New renderings from Robert A.M. Stern Architects offer a first look at 1640-1642 Anthony Avenue, an affordable housing property in the Claremont neighborhood of The Bronx. The property will create 40 low-income homeownership opportunities reserved for households earning up to $93,000 for a three-person household.
The eight-story structure will comprise 20 one-bedroom, 16 two-bedroom, and four three-bedroom apartments, all fitted with a balcony and hardware for washer and dryer unit installation. Amenities for residents include a rear yard, community room, wellness gym, and hydroponic center. Additionally, as a part of the development, homeownership education and assistance will be provided to first-time home buyers and residents whose applications have been denied.
As expected, the RAMSA design studio selected a mix of pale gray and tan bricks for the building’s façade. Balconies are enclosed in dark metal handrails. Communal outdoor space is positioned along a large setback above the seventh floor.
Aerial renderings also illustrate a large solar array above the eighth partial floor.
The project is the latest to debut as part of the Jerome Avenue rezoning, an initiative that is expected to create more than $189 million in capital projects and community services. This includes improved parks and playgrounds, pedestrian safety improvements near the Cross Bronx Expressway, business assistance, and new schools. Covering a two mile stretch of Jerome Avenue, roughly from 167th Street to 184th Street, the rezoning is designed to promote new housing developments, including permanently affordable housing.
“Thanks to this plan, 40 families will get the opportunity to buy a home and live the American dream,” said Louise Carroll, commissioner of New York City’s Department of Housing Preservation & Development (HPD). We know that affordable homeownership is an important vehicle for building family wealth and giving communities a greater stake in their neighborhoods.”

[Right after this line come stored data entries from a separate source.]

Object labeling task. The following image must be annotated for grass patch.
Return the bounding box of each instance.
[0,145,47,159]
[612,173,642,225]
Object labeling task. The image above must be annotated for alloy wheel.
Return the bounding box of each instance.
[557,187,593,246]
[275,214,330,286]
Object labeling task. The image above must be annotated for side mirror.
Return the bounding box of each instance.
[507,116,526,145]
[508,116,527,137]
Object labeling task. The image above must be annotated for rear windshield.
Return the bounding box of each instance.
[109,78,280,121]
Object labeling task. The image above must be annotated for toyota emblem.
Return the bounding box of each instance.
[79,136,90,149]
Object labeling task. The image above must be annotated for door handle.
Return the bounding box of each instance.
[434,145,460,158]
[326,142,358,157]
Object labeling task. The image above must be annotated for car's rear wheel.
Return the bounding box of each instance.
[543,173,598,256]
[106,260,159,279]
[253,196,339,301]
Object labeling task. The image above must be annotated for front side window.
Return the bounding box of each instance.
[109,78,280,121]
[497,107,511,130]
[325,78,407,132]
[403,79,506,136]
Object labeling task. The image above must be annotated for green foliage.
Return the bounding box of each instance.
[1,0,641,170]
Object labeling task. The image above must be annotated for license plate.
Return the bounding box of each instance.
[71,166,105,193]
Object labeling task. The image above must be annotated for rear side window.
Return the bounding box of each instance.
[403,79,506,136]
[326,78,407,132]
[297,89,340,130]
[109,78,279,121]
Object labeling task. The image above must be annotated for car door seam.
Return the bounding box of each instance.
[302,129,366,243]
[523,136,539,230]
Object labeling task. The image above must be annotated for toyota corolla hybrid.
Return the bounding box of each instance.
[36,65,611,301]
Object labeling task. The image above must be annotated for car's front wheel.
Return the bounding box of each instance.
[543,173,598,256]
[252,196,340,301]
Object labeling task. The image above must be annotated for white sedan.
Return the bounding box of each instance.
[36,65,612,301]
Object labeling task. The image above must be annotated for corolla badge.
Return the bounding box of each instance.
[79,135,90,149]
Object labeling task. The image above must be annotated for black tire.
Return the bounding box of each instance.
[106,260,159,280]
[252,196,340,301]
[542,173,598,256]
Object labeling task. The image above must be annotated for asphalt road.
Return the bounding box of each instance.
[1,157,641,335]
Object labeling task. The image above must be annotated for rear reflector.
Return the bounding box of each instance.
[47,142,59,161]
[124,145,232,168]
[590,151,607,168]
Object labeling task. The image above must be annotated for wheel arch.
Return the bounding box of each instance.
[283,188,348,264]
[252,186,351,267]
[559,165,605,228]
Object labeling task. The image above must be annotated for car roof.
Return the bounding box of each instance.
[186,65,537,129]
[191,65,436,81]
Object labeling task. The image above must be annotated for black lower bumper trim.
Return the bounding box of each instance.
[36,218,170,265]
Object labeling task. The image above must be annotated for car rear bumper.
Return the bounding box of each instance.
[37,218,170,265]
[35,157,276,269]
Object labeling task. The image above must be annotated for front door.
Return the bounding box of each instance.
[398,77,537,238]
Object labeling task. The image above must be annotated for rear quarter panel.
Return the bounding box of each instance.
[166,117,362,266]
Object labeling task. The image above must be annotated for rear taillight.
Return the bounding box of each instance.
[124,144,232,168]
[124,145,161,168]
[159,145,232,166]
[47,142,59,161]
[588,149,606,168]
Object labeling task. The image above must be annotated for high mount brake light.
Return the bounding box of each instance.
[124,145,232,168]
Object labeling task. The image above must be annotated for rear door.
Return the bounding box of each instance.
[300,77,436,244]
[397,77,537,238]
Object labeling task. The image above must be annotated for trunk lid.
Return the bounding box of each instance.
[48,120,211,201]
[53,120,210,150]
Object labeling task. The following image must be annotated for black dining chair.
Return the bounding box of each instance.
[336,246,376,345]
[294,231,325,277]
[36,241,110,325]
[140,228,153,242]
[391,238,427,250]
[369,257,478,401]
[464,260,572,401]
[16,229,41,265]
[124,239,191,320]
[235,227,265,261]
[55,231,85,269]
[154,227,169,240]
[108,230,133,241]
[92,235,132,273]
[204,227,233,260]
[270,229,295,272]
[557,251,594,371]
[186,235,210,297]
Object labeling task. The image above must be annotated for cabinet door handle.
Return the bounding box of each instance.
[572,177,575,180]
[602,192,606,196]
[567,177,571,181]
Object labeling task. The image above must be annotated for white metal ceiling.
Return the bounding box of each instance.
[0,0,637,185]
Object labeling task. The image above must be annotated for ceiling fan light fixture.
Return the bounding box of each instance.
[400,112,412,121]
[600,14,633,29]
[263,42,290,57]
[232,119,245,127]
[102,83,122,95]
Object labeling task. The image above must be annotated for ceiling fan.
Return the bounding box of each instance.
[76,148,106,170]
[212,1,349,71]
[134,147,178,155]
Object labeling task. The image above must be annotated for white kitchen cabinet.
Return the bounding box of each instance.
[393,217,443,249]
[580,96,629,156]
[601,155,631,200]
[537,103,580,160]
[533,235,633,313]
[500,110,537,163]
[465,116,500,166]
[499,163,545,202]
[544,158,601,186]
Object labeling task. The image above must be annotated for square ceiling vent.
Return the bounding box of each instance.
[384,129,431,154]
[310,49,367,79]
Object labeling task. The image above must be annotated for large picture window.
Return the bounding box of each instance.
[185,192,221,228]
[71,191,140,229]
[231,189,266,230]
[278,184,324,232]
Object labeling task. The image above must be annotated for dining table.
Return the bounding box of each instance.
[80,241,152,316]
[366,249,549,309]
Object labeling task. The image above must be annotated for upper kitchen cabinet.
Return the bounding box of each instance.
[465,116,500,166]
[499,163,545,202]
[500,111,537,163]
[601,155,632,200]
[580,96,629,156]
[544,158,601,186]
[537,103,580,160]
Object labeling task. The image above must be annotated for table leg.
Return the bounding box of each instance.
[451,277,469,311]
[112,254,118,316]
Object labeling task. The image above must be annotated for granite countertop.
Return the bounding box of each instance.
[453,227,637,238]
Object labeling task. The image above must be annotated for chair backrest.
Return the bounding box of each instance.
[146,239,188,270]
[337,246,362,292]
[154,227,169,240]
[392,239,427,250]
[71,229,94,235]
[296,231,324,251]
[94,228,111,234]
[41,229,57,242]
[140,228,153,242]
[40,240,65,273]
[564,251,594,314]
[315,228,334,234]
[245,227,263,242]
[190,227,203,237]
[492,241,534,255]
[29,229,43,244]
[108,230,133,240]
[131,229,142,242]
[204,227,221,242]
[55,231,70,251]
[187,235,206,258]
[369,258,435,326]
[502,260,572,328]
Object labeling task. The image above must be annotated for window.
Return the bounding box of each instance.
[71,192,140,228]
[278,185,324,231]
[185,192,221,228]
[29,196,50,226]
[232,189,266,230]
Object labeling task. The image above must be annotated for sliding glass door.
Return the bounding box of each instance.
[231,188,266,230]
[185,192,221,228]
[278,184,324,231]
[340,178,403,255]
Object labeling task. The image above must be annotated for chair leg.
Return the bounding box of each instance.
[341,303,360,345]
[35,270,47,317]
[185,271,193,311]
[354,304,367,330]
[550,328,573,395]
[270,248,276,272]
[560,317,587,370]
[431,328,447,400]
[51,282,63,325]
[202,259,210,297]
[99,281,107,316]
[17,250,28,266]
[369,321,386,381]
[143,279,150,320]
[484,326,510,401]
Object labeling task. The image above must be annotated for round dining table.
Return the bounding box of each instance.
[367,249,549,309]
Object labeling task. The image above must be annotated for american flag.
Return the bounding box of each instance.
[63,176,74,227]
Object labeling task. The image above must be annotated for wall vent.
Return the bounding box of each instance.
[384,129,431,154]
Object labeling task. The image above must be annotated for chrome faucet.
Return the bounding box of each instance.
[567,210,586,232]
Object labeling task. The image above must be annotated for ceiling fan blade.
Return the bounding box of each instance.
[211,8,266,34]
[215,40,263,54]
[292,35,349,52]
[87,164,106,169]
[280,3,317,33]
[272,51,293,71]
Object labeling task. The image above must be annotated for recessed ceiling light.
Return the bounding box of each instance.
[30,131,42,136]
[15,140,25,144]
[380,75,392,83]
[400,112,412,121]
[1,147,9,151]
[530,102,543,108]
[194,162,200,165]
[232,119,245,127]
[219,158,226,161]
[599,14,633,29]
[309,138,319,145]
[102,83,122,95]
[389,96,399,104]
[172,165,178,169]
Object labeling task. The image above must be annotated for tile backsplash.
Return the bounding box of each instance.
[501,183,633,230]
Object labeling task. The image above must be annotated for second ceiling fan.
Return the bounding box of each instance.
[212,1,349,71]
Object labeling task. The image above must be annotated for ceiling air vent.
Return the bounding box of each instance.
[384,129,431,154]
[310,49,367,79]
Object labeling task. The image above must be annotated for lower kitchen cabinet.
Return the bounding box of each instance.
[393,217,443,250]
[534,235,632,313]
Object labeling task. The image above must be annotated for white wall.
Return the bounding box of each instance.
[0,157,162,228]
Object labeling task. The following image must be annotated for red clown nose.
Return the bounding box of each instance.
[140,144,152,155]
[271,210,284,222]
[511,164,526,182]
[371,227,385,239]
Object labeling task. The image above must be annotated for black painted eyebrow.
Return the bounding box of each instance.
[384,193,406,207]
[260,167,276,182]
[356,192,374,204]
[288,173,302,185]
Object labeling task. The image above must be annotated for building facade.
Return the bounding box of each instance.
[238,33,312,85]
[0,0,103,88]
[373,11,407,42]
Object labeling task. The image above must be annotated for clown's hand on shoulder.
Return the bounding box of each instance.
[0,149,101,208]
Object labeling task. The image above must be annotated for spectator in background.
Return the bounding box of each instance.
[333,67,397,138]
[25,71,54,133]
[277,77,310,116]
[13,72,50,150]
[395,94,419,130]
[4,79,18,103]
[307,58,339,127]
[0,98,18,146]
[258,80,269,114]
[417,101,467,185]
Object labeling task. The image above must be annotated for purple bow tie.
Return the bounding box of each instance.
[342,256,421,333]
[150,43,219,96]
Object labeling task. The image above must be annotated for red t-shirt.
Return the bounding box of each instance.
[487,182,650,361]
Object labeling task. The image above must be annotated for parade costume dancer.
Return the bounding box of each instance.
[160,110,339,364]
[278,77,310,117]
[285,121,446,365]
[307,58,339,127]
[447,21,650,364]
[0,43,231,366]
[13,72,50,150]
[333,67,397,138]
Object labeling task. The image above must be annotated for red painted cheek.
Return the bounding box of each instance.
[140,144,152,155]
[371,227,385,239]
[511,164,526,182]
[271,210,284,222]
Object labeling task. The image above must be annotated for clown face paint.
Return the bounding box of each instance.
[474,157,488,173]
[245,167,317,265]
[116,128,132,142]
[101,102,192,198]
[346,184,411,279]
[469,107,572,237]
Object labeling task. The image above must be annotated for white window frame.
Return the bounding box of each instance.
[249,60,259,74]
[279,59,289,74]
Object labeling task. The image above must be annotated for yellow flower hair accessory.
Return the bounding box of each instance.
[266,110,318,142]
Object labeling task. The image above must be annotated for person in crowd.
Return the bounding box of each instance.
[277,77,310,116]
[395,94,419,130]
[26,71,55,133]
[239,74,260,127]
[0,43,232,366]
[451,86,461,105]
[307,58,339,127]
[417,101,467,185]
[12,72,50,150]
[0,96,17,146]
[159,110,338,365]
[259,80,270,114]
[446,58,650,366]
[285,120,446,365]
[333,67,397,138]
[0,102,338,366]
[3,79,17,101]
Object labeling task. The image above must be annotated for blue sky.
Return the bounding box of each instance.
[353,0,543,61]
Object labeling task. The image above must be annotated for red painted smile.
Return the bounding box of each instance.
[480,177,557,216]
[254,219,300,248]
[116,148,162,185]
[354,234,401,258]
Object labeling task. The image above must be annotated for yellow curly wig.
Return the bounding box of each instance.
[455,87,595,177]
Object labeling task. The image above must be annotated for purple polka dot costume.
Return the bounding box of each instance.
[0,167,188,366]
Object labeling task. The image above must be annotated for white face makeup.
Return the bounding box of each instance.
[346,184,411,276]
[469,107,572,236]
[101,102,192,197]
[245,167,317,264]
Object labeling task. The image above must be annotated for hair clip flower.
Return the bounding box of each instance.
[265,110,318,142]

Members of the development team include Habitat NYC and Westchester, Camber Property Group, and Almat Urban, which will eventually transfer ownership of the Interboro Community Land Trust, or CLT. Interboro CLT is a collaboration between the Center for NYC Neighborhoods, Habitat for Humanity New York City, the Mutual Housing Association of New York, and the Urban Homesteading Assistance Board.
The Anthony Avenue property marks the first time HPD had selected a team proposing the CLT model. In this model, a nonprofit organization retains ownership of land and reserves available units for lower-income households. Available units are price-capped, even in the event of resale, which maintains affordability for the next generation of land trust residents and insulates the CLT from the market.
The project is being financed through HPD’s Open Door program, which funds the new construction of affordable cooperative, condominium buildings, as well as single- to three-family homes.